ORLANDO: O Rosalind! these trees shall be my books
And in their barks my thoughts I’ll character;
That every eye which in this forest looks
Shall see thy virtue witness’d every where.
Run, run, Orlando; carve on every tree
The fair, the chaste and unexpressive she (3.2.5–6).
О Розалинда!.. Будут вместо книг
Деревья: в них врезать я мысли буду,
Чтоб всякий взор здесь видел каждый миг
Твоих достоинств прославленье всюду.
Пиши, Орландо, ты хвалы скорей
Прекрасной, чистой, несказанной – ей!
(пер.

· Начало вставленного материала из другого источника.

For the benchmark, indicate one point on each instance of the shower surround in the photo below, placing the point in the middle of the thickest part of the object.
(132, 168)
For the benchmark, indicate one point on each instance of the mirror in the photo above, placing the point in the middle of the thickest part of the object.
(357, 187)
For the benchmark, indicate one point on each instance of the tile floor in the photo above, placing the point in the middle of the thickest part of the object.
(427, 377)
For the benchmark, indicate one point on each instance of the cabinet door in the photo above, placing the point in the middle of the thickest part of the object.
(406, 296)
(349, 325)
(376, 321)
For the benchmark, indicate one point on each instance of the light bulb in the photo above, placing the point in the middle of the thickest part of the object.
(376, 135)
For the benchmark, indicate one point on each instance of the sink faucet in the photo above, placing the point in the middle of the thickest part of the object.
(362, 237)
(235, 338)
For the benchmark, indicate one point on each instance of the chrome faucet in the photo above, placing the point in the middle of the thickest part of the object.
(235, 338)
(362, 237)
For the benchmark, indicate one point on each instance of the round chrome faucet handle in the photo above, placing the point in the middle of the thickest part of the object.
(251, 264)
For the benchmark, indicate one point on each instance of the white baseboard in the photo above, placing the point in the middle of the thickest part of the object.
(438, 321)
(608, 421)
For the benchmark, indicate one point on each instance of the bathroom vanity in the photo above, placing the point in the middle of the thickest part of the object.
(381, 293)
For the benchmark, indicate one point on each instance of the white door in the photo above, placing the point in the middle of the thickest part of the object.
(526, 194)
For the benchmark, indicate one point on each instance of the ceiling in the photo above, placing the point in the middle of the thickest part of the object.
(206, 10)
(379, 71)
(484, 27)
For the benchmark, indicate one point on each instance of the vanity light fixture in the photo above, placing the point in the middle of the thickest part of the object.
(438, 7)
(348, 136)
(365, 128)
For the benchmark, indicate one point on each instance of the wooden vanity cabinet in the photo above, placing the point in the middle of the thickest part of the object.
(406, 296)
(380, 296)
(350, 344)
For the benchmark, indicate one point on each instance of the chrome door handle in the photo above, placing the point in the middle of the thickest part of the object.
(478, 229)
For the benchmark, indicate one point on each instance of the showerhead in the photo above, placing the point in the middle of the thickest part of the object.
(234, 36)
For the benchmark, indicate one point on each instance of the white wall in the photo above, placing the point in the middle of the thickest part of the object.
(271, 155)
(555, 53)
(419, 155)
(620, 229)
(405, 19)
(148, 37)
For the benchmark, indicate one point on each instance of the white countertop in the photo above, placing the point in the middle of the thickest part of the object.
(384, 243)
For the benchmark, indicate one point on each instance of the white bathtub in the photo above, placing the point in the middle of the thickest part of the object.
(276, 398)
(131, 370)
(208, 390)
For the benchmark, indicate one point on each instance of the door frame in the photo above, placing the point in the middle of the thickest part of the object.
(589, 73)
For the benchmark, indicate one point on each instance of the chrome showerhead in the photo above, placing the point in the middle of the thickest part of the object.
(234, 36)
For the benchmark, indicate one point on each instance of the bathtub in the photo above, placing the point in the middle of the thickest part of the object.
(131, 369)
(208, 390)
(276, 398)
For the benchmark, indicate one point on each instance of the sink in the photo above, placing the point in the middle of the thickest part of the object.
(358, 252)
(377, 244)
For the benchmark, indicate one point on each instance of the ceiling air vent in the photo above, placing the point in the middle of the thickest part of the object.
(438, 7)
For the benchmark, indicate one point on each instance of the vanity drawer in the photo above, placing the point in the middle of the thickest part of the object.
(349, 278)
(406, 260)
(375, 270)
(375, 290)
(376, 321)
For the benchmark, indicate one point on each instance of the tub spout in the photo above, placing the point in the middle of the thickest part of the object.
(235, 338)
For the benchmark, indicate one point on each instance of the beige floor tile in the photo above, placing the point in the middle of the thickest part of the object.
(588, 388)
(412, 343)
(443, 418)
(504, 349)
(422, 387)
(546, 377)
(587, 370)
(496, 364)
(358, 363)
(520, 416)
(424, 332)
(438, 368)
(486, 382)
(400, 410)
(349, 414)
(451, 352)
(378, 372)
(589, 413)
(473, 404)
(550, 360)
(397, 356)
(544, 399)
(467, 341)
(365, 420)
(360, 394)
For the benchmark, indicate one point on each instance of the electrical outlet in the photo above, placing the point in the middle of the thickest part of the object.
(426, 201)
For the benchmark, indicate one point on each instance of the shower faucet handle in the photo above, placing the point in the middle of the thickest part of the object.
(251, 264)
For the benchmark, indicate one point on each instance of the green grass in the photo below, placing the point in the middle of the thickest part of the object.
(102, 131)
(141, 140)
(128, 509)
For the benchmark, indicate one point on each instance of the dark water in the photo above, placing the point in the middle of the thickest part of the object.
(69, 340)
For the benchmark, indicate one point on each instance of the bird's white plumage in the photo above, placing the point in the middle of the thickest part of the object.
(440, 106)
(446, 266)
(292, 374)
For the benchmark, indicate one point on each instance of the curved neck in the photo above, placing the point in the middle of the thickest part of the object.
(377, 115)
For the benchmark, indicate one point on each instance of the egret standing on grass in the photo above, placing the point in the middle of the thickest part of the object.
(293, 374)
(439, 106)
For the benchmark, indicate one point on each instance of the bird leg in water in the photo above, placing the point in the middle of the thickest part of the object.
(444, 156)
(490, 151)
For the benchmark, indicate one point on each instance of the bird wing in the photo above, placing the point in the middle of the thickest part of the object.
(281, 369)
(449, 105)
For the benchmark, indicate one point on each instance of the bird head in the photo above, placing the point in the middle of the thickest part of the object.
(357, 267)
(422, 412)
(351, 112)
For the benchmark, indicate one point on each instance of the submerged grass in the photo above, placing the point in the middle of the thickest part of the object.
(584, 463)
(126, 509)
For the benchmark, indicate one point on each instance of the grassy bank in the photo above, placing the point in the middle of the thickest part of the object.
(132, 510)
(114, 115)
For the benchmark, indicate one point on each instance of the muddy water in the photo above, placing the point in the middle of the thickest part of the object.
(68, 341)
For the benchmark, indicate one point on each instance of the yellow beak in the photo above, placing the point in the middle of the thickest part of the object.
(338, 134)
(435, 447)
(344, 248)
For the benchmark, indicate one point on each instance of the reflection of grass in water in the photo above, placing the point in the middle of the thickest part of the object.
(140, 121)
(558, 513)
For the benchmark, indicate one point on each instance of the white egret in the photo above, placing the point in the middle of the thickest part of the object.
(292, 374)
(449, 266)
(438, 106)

Т. А. Щепкиной-Куперник)119

Между тем «надписи на деревьях» на берегу Лизиного пруда отличаются от классической поэзии тем, что представляют собой отклики читателей, а не собственно возлюбленных. Это своего рода элегические эпитафии, а не любовные стихотворения. Они являются «физическими» подтверждениями восторгов чувствительных читателей и знаками признательности автору, буквально вписанными в священный слезный (lachrymose) пейзаж, изображенный в повести.

Короче говоря, в восприятии чувствительного читателя русский пруд, изображенный в «Бедной Лизе», отражал западную традицию, в центре которой находилась прекрасная преходящая (transient) природа, гибель девушки, trees with writing love-songs in their bark, текущие слезы и грустные воспоминания. Здесь необходимо подчеркнуть, что карамзинский пруд стал первым и одним из самых узнаваемых символов смерти в так называемом московском тексте русской литературы (как показали Андрей Зорин и Андрей Немзер, в каком-то смысле значительная – «гуманная» – часть русской литературы вышла из Лизиного пруда).